Kuchen und Wein. Ein Ring von Boehmer. Damen und Herren kämen herein, um mir
beim Abschminken zuzusehen. Würden mir Münzen zustecken und mich küssen. Es
gäbe Heiratsanträge. Und andere Angebote, aber ich würde Benoît dafür bezahlen,
mich zu beschützen. Er säße in einem Sessel, ein Bein über die Lehne gelegt.
Wir würden uns als Pärchen ausgeben und die Platzanweiser bezahlen, um
Geschichten unserer Unzucht und Streitigkeiten zu verbreiten. Und ich, die ich
im Moment noch hungrig und frierend war, äße Kapaun und schliefe in einem
Federbett.
    Ich hatte versucht, gut zu sein. Gottesfürchtig zu
sein. Aber ich hatte es so satt, übergangen zu werden.
    Klage Gott deinen Kummer. Schrei ihn zum Himmel hinauf.
Zerreiß dein Hemd, dein Fleisch, rauf dir das Haar. Kratz dir die Augen aus.
Schneid dir das Herz aus dem Leib. Und was bekommst du von Gott zurück? Nur
Schweigen. Gleichgültigkeit.
    Aber sobald du seufzend vor den Theaterplakaten stehst,
weil dein Name nicht darauf ist, taucht der Teufel höchstpersönlich voller
Mitgefühl neben dir auf.
    Und deswegen habe ich es getan. Deswegen diente ich
ihm. Deswegen blieb ich.
    Weil Gott uns liebt, der Teufel sich jedoch um uns
kümmert.
    13. Mai 1795
    Die Königin erkannte mich nicht. Auch ich erkannte sie
kaum wieder. Erst ein Jahr war vergangen, seit ich sie das letzte Mal gesehen
hatte, dennoch schien sie um zwanzig Jahre gealtert. Ihr blondes Haar war weiß,
ihr Gesicht hager, und tiefe Falten umgaben ihre Augen.

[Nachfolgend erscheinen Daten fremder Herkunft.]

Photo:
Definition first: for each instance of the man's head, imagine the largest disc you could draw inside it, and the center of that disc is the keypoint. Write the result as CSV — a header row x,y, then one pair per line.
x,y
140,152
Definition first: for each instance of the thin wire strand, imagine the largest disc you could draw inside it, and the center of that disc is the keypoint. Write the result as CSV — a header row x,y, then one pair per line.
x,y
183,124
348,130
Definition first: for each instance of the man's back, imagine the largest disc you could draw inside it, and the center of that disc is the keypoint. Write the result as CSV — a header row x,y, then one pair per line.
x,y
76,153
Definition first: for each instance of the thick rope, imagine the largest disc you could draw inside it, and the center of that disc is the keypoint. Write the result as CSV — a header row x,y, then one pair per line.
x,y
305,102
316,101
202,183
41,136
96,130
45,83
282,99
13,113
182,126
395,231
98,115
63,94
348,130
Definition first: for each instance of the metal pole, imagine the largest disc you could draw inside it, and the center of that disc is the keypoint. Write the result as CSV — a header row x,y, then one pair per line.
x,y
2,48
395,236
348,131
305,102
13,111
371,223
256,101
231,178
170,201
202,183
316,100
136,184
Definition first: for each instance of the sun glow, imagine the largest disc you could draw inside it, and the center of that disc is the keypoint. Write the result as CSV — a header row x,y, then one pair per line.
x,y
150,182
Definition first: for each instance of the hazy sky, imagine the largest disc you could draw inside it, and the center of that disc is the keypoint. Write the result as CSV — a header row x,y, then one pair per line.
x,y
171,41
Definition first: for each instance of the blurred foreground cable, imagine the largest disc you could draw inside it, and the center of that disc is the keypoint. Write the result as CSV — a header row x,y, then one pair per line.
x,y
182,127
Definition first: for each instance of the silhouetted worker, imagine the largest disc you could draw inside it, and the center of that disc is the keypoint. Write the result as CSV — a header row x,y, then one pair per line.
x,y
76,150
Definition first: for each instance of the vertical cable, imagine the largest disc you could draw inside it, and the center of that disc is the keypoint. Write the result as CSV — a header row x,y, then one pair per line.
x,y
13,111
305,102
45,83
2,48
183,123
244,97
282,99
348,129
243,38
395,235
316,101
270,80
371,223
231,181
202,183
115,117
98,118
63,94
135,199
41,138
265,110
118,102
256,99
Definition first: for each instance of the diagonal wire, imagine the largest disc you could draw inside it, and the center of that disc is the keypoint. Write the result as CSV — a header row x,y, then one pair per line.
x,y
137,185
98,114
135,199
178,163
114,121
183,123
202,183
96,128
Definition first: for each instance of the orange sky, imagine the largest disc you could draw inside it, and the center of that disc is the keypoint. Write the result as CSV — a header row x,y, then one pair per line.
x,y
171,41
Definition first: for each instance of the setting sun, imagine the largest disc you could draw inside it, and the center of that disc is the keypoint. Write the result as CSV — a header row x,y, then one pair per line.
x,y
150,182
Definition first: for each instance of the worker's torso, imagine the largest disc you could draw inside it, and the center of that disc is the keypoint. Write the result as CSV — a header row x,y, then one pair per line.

    Ich wurde vom Aufseher der Tuilerien in ihre Gemächer gebracht.
Er informierte sie, dass dem Dauphin ein neuer Page zugeteilt worden sei. Sie
schenkte dem Mann einen verächtlichen Blick und fragte ihn nach meiner Familie.
Er erklärte ihr, dass ich von guter republikanischer Herkunft sei und die Menschenrechte
und meine Pflichten kenne. Darauf drehte er sich auf dem Absatz um.
    Majestät, ich bin es, Alex, flüsterte ich, nachdem er
die Tür hinter sich zugeschlagen hatte.
    Sie sah mich erneut an. Ihre Augen wurden größer. Sie lächelte.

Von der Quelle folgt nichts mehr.